On the one side are groups like United for Peace and Justice, that head what progressive activist Matt Stoller has deemed “The Protest Industry” — a clan “made up of those who decided that participation in the system was immoral” because they “have seen ‘compromise’ many times before and think they know where it leads.”

At Protest Industry rallies against the war in Iraq, you will find no effort to hone a basic message. You will see a sea of signs demanding (1) the end to a war with Iran that hasn’t happened, (2) the impeachment of President George W. Bush, (3) the arrest of Vice President Dick Cheney, (4) the elimination of the death penalty, or (5) the overthrow of the U.S. government by Maoists who reason that the “world can’t wait to drive out the Bush regime.”

These demonstrations are boisterous but ephemeral displays whose chaos and lack of message reinforce a self-defeating fringe image.

On the other side of the antiwar movement is a group of organizations and apparatchiks that have launched an operation called Americans Against Escalation in Iraq (AAEI) — a coalition of mainly Washington, D.C.-based advocacy groups, pooling cash and staff for “a major, multimillion dollar national campaign to oppose the president’s ‘surge’ proposal to escalate the war in Iraq,” as its website says.

Within the uprising against the war in Iraq, AAEI and its allies are the “professional” side of the antiwar effort. Consider them The Players.
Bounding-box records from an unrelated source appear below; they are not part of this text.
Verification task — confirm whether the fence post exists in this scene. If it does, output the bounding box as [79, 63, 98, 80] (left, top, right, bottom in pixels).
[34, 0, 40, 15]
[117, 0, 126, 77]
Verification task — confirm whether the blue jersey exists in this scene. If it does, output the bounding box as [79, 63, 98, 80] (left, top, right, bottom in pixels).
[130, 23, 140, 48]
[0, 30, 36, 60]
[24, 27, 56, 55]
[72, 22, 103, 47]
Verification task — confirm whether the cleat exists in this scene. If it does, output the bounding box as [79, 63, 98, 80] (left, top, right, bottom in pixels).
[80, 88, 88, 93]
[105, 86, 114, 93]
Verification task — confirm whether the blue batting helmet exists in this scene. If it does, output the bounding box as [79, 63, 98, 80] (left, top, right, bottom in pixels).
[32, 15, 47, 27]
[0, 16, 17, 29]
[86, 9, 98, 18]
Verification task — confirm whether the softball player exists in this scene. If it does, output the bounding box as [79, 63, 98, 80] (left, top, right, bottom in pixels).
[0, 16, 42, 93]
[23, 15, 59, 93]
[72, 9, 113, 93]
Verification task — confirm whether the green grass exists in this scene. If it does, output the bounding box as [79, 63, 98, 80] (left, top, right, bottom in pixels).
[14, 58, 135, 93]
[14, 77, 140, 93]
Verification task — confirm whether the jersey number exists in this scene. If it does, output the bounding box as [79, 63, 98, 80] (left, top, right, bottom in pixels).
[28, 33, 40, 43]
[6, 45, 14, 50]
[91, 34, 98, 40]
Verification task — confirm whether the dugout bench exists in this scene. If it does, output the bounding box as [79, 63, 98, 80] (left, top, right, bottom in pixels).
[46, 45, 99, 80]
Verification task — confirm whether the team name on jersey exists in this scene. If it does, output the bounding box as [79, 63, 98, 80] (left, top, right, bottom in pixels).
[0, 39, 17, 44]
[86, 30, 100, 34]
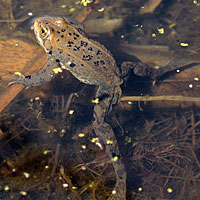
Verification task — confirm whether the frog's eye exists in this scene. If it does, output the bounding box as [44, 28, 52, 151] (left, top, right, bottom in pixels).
[40, 27, 49, 38]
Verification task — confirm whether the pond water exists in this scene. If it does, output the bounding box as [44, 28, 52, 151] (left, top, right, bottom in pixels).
[0, 0, 200, 200]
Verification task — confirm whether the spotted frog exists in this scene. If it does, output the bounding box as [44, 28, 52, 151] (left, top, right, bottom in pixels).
[14, 16, 131, 199]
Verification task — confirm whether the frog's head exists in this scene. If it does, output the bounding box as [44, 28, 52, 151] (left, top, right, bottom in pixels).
[33, 16, 83, 52]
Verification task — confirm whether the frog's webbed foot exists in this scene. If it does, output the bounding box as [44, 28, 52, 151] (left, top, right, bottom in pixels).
[95, 86, 122, 119]
[8, 57, 60, 88]
[121, 62, 160, 80]
[93, 86, 126, 200]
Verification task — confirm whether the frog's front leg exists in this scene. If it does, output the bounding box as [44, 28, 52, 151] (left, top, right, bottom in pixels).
[93, 86, 126, 200]
[9, 56, 60, 88]
[121, 62, 153, 81]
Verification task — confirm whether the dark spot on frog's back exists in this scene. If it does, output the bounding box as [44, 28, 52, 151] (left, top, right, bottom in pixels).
[69, 63, 75, 67]
[96, 50, 101, 56]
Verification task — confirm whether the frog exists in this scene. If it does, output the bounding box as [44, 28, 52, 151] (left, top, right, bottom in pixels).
[12, 16, 138, 200]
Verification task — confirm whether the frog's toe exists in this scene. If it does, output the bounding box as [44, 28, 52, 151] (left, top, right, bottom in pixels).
[8, 75, 25, 86]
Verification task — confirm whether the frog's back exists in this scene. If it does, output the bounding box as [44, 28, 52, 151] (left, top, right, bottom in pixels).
[34, 18, 122, 86]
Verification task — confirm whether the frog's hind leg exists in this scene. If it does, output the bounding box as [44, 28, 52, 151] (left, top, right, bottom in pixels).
[9, 57, 61, 88]
[93, 86, 126, 200]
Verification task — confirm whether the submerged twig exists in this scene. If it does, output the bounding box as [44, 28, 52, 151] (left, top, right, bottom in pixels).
[119, 95, 200, 102]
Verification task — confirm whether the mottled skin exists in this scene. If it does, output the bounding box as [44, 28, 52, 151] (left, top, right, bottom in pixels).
[11, 17, 126, 199]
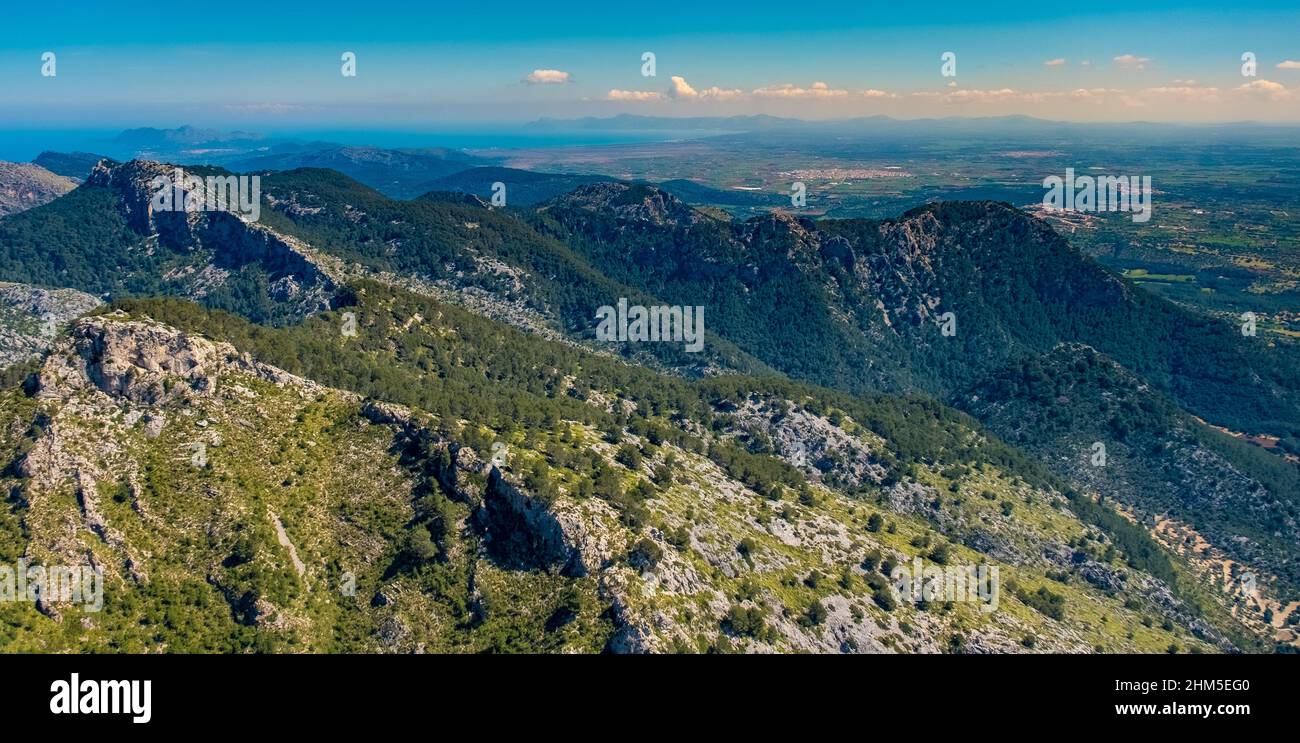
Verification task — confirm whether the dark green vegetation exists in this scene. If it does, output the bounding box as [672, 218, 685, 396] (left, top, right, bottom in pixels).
[0, 153, 1300, 649]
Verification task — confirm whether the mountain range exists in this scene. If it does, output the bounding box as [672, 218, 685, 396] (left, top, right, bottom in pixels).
[0, 155, 1300, 652]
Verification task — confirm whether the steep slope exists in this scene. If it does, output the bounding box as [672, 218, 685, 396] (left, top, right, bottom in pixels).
[424, 168, 614, 207]
[533, 183, 1300, 433]
[0, 161, 77, 217]
[962, 346, 1300, 639]
[0, 160, 335, 322]
[0, 282, 101, 369]
[45, 283, 1253, 651]
[222, 147, 482, 199]
[31, 149, 114, 183]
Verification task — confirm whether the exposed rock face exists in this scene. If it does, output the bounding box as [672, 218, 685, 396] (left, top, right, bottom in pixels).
[555, 183, 705, 227]
[0, 161, 77, 217]
[481, 468, 627, 577]
[0, 282, 100, 368]
[86, 160, 341, 316]
[36, 318, 332, 405]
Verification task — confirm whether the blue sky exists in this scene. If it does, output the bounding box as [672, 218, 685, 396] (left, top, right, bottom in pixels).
[0, 0, 1300, 129]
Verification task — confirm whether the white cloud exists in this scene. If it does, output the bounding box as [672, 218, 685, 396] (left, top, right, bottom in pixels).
[1141, 81, 1219, 103]
[523, 70, 573, 86]
[944, 88, 1039, 103]
[1112, 55, 1151, 70]
[668, 75, 699, 97]
[754, 82, 849, 97]
[605, 90, 663, 103]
The Players imagine that the war will end not after a massive investment in long-term, on-the-ground local organizing against war, but by the short-term coordination of a few elite actors — political consultants, donors, politicians and maybe one or two organization heads — in front of a map of media markets and congressional districts.
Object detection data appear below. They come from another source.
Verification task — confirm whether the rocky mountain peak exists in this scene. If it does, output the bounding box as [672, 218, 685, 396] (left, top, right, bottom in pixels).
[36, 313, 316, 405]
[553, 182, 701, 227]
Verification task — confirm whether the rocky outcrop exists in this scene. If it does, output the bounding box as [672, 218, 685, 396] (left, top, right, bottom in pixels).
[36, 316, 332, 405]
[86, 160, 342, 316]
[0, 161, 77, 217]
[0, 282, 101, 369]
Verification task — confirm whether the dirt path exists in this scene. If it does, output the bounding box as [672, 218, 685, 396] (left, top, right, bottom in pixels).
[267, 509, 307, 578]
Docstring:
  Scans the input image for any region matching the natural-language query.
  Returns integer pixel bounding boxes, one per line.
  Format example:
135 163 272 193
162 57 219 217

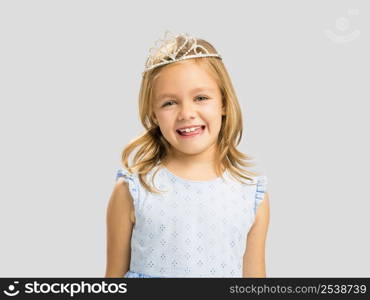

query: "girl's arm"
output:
243 192 270 277
105 178 135 277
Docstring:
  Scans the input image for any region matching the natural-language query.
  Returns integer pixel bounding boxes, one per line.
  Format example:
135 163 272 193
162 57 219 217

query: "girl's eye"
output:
163 96 208 106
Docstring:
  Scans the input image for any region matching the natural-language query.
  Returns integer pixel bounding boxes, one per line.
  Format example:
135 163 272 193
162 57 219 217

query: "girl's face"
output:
152 61 225 155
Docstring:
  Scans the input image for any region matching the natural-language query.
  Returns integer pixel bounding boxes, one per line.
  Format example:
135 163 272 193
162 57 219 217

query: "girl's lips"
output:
176 125 206 139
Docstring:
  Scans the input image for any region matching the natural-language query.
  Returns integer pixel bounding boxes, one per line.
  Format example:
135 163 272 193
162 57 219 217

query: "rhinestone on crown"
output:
142 30 222 74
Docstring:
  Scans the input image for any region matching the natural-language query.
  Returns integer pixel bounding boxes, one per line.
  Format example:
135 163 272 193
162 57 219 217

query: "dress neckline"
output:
161 165 226 183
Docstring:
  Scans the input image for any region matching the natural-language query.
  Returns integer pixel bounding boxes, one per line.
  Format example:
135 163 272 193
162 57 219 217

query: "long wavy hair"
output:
121 36 259 194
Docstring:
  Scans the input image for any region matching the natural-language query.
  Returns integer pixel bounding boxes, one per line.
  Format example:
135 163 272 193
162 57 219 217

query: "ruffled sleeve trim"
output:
116 168 139 207
254 175 267 214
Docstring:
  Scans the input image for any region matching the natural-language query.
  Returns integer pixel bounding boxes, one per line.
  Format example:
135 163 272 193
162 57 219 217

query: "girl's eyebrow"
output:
157 87 214 100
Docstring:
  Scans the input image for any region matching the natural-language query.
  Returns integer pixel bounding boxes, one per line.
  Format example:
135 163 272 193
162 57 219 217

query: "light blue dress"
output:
116 166 267 278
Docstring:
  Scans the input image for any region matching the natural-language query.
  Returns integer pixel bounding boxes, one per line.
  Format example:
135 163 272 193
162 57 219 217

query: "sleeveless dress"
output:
116 166 267 278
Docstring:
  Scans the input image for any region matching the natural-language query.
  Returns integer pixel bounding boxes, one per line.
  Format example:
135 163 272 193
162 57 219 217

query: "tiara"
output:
142 30 222 74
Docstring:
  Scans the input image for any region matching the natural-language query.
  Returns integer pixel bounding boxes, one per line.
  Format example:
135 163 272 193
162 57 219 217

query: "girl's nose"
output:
178 101 196 120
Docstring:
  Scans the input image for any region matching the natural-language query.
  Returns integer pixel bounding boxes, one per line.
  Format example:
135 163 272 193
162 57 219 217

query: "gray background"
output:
0 0 370 277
The Players make their moves with campaign contributions, TV spots and PR campaigns — the conventional weapons in a media war — and they are playing their game in Washington for Washington. In contrast to the Protest Industry, they believe the only way to effect change is to play an inside game.

Hollywood for ugly people

Media coverage is currency in the nation’s capital. There, celebrities are people like Washington Post columnist David Broder, MSNBC’s Chris Matthews and Time magazine’s Joe Klein — people known to almost no one in the country at large.

Within the Beltway, however, they are influential celebrities because they appear on obscure chat shows, from C-SPAN’s “Washington Journal” to Fox News’ “Special Report” to MSNBC’s “Hardball.”
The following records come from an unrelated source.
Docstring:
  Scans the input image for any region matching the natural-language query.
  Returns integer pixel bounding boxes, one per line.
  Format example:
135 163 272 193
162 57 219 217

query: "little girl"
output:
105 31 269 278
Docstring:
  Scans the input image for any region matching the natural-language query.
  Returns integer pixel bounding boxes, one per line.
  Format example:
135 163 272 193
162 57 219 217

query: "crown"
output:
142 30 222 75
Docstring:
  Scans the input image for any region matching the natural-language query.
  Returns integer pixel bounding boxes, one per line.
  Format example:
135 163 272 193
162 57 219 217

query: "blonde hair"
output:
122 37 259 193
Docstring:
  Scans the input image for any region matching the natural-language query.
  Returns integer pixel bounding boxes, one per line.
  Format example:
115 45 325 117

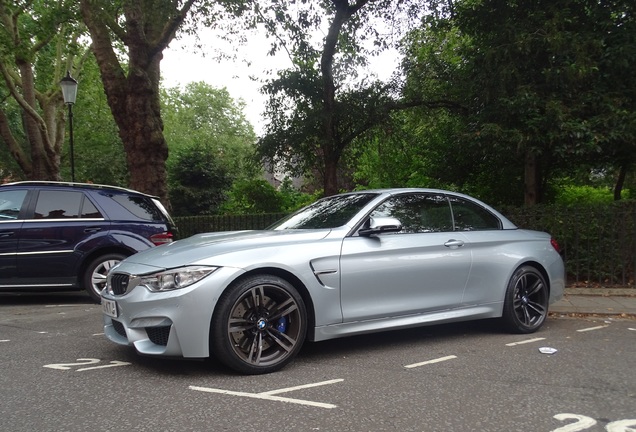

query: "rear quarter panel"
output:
462 229 565 308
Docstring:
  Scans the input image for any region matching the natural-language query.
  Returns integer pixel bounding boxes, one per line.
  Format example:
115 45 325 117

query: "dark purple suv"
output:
0 181 176 301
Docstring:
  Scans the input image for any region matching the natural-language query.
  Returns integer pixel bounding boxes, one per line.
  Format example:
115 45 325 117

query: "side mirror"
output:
358 217 402 237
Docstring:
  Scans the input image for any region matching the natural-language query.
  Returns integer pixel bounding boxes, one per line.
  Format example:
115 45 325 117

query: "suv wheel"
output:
82 253 126 303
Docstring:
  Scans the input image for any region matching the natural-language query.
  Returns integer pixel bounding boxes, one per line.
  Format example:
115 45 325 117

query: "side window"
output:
33 190 84 219
108 194 163 221
449 197 501 231
0 190 27 220
81 197 104 219
371 194 453 234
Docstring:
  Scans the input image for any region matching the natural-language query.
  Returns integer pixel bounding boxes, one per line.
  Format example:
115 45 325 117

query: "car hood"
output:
122 229 331 271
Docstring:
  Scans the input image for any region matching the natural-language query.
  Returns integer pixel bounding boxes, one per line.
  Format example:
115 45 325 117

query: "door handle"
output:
444 239 464 249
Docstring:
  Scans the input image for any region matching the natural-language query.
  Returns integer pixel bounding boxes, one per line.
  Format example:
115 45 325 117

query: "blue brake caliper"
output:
276 317 287 333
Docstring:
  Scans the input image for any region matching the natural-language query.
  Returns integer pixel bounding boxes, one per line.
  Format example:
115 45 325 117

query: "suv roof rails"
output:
0 180 157 198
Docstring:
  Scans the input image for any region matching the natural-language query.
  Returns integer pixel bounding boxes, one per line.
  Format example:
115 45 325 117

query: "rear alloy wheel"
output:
210 275 307 375
82 253 126 303
503 266 550 333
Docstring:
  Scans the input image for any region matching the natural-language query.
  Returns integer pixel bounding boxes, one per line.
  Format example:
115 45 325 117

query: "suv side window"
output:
0 190 27 220
33 190 102 219
449 197 501 231
109 194 164 221
371 194 453 234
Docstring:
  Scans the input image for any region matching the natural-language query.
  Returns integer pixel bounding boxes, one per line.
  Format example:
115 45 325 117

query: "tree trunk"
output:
614 163 627 201
320 0 368 196
81 0 171 208
16 60 61 181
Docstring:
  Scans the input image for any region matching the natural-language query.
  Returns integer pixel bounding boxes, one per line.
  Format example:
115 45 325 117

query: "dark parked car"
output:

Our nation’s capital has become Hollywood for ugly people.

Washington’s self-absorbed fetishization of tiny-audience TV shows might be funny — except that the Iraq War was largely started because of this closed-circuit media obsession.

In the march to war, neoconservatives, like The Weekly Standard’s William Kristol, staked out beachheads on Fox News sets, while so-called liberal hawks, like The New Republic’s former editor Peter Beinart, dug trenches in CNN studios. These pundits established support for the war as a criterion of political respectability and a mark of worthiness for media access.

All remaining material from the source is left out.